Abrió las manos con una falsa sonrisa beatífica.
—Mientras los jueces llegan a estas tierras, los acusados serán tratados con respeto en mi fortaleza. Confío en Dios y sé que hará por fin justicia con mi pueblo.
—Así será —concluyó Eithne.
Finn se acercó a la puerta y la golpeó con determinación. Ésta no tardó en abrirse y toda la comunidad salió en silencio. Sólo permanecieron en el interior Guibert, por su condición de novicio, y los seglares Rodrigo y Muhammad, considerados meros huéspedes. Seis druidas y casi una docena de jóvenes iniciados penetraron en el cenobio y las puertas quedaron selladas de nuevo.
Los monjes se acercaron a Brian y, a pesar de las cadenas que cubrían su cuerpo, lo abrazaron. No entendían buena parte de lo ocurrido, pero incluso en esas circunstancias seguían siéndole fieles. Formaron un círculo a su alrededor y cruzaron algunas frases entre murmullos. Brian les pidió que atendieran a Eber y les confirmó que ignoraba el paradero de Michel, lo que aumentó su inquietud. Los soldados no tardaron en separarlos, y entonces los hermanos se acercaron al monje irlandés y trataron de despertarlo.
Eithne se acercó a Dana.
—Ninguna acusación pesa sobre ti, mujer. Eres libre de marcharte y llorar por la pérdida que puedo ver en tu alma.
—¡A mí me ha ofendido! —clamó Cormac señalando la herida en la cabeza y la sangre de su rostro, deslavazada por la lluvia.
La anciana lo observó con ojos gélidos y, como si llevara mucho tiempo esperando ese momento, compuso una sonrisa despiadada y dijo:
—Si sigues insistiendo, aceptaré que los jueces valoren los motivos por los que esta mujer trató de hablar contigo, Cormac. —Dulcificó sus facciones y miró a Brigh; la muchacha le había narrado todo lo que había escuchado de Dana—. Las acusaciones contra ti deberán ser escuchadas por los Brehon y, dado que, casualmente, todos los que parecían saber algo de Calhan han muerto, deberá admitirse el testimonio del vikingo Osgar de Argyll, pues es el único que, al parecer, puede arrojar luz sobre tan escabroso asunto.
El monarca apretó los puños hasta que los nudillos se tornaron blancos y volvió el rostro para no revelar la intensa cólera que le había embargado.
—¡Poco importa la vida de una furcia! —espetó alejándose.

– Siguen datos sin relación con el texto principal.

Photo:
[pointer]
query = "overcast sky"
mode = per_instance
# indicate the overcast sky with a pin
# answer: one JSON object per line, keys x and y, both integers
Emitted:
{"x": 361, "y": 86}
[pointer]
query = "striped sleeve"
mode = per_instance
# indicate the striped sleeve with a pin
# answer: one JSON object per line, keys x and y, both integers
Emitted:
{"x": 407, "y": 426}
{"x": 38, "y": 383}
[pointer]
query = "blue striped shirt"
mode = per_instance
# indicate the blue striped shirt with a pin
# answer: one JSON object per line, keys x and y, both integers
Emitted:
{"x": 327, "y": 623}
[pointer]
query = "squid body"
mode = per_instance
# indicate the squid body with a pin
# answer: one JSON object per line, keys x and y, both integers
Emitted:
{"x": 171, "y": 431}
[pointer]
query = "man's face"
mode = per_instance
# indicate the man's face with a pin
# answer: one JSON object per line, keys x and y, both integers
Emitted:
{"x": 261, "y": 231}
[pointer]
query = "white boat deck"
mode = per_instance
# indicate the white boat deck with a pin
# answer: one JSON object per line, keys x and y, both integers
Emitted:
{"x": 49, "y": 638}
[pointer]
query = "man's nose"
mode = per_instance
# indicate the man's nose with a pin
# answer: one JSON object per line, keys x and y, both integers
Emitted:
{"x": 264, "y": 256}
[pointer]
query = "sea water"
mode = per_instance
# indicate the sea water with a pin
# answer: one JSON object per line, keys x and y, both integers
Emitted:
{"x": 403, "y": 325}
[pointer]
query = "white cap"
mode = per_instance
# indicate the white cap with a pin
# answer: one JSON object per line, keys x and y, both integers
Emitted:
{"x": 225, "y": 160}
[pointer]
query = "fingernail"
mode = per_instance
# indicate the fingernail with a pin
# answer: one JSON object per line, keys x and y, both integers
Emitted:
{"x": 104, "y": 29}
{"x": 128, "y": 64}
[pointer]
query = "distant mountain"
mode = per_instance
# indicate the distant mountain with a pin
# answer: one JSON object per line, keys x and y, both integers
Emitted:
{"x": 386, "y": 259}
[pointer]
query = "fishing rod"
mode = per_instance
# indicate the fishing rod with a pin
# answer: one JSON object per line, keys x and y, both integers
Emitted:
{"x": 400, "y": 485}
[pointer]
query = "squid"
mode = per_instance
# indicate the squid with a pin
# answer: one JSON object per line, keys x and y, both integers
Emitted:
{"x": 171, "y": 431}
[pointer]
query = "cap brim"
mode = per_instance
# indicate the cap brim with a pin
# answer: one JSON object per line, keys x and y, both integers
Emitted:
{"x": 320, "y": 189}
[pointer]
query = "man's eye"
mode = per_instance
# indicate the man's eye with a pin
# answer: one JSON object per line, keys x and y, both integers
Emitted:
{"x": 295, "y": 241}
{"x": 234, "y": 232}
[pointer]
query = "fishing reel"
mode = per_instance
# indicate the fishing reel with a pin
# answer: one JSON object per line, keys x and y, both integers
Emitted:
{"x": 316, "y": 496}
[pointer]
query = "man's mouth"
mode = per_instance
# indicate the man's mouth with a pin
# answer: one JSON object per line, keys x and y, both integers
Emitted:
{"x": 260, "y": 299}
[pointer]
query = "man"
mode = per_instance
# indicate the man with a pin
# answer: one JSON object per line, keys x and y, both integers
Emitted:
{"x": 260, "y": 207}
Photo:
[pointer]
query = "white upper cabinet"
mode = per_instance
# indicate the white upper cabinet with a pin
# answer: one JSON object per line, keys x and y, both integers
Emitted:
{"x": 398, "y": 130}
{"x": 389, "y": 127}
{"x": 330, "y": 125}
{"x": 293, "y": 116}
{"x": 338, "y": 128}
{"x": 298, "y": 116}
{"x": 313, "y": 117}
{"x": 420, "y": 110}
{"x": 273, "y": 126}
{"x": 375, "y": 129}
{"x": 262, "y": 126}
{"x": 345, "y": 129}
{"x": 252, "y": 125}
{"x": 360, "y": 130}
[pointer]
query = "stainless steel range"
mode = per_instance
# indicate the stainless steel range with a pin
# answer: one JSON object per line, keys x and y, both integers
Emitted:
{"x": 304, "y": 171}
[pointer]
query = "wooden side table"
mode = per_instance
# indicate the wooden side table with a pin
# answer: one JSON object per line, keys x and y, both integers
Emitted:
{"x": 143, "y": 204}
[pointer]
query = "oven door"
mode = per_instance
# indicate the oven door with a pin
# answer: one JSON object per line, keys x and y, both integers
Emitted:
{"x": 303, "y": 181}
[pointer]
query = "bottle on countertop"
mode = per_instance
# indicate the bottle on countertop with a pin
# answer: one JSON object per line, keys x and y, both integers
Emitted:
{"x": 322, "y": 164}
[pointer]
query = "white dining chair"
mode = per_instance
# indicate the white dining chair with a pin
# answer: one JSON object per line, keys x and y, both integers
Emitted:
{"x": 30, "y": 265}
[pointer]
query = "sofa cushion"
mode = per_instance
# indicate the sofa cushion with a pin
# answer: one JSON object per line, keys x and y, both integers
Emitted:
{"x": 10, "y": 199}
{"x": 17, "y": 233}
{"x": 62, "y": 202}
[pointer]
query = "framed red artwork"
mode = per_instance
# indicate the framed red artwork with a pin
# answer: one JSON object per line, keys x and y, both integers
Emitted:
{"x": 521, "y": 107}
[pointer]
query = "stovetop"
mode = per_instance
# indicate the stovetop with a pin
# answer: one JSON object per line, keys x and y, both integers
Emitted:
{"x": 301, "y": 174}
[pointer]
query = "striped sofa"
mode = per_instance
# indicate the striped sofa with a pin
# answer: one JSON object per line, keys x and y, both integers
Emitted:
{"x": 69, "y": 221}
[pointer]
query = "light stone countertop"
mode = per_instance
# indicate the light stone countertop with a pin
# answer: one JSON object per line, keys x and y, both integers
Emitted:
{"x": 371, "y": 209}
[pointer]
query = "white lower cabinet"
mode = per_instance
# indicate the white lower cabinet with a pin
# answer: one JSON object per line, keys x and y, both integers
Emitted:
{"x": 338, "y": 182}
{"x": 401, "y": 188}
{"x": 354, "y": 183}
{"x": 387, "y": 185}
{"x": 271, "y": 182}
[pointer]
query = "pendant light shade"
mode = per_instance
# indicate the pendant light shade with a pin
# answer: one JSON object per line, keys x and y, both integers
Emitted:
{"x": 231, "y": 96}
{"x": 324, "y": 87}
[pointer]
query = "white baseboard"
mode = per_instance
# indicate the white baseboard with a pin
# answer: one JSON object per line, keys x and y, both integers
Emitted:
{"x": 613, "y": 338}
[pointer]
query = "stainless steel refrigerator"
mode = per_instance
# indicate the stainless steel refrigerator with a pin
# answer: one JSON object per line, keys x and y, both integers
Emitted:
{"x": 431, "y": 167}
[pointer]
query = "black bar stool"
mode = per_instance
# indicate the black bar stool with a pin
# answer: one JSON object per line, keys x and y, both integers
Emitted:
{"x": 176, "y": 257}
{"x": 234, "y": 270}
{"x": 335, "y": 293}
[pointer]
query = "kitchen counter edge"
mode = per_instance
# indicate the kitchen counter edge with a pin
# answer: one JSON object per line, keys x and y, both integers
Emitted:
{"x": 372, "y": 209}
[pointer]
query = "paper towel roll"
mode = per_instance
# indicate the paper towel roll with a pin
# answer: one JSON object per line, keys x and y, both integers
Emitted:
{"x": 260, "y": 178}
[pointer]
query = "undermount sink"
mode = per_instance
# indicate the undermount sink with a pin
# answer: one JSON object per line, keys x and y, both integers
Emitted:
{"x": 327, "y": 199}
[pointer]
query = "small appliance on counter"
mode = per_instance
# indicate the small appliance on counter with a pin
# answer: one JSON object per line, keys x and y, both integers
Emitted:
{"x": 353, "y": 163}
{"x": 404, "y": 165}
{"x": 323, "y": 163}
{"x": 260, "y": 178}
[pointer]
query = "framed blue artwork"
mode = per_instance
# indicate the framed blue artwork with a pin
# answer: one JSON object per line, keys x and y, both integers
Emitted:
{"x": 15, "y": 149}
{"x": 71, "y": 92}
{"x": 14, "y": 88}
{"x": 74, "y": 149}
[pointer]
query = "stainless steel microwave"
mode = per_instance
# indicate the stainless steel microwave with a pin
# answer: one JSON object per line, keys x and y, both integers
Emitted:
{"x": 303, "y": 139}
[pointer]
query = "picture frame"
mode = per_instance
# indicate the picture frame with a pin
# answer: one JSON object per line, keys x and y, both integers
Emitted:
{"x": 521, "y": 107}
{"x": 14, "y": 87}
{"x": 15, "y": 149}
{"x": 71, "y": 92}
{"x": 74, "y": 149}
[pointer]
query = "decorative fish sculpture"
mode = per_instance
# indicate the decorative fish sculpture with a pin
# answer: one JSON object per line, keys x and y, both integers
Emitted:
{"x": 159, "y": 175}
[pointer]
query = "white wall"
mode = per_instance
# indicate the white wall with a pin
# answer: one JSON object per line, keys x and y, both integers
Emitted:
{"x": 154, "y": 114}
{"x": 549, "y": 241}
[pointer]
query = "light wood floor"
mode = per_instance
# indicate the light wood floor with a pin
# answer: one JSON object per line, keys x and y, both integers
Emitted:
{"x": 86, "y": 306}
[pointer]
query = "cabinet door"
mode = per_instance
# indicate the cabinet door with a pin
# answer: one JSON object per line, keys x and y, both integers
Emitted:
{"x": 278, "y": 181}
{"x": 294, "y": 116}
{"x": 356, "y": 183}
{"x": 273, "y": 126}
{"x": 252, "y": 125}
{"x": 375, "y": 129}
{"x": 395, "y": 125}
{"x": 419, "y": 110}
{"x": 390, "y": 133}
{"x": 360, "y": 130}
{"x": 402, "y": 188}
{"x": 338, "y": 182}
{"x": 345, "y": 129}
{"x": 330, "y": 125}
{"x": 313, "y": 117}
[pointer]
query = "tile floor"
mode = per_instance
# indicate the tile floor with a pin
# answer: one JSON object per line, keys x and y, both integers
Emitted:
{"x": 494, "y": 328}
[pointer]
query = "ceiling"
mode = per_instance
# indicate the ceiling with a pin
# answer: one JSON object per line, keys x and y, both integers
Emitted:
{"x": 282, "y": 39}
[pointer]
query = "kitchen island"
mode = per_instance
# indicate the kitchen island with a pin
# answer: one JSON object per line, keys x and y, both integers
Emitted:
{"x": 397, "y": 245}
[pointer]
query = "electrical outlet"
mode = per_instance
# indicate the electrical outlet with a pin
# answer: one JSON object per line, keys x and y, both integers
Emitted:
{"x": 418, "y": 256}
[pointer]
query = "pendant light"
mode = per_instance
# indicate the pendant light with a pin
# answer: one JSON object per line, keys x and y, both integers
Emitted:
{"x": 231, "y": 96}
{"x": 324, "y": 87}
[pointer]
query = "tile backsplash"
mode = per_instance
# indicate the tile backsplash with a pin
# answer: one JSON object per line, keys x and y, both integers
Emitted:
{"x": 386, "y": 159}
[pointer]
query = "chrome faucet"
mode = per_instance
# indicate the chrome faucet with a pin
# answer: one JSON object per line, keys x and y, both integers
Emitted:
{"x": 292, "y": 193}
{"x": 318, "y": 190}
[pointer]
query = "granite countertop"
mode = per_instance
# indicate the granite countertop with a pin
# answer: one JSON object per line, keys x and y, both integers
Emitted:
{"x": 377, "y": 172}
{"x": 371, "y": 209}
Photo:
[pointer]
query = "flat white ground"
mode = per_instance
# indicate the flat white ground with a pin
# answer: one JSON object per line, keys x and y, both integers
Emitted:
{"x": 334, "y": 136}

La advertencia de Eithne había sido suficiente para enfriar su sed de venganza—. ¡Que el diablo se la lleve!
Mientras, a unos pasos de allí, Brian miraba a Dana desde la distancia, bendiciéndola. Quedaban muchas cosas por decir, pero ya no había tiempo. Ella se había refugiado a los pies del muro, con el cuerpo dolorido y aterido de frío. Trató de sonreír pero fue en vano.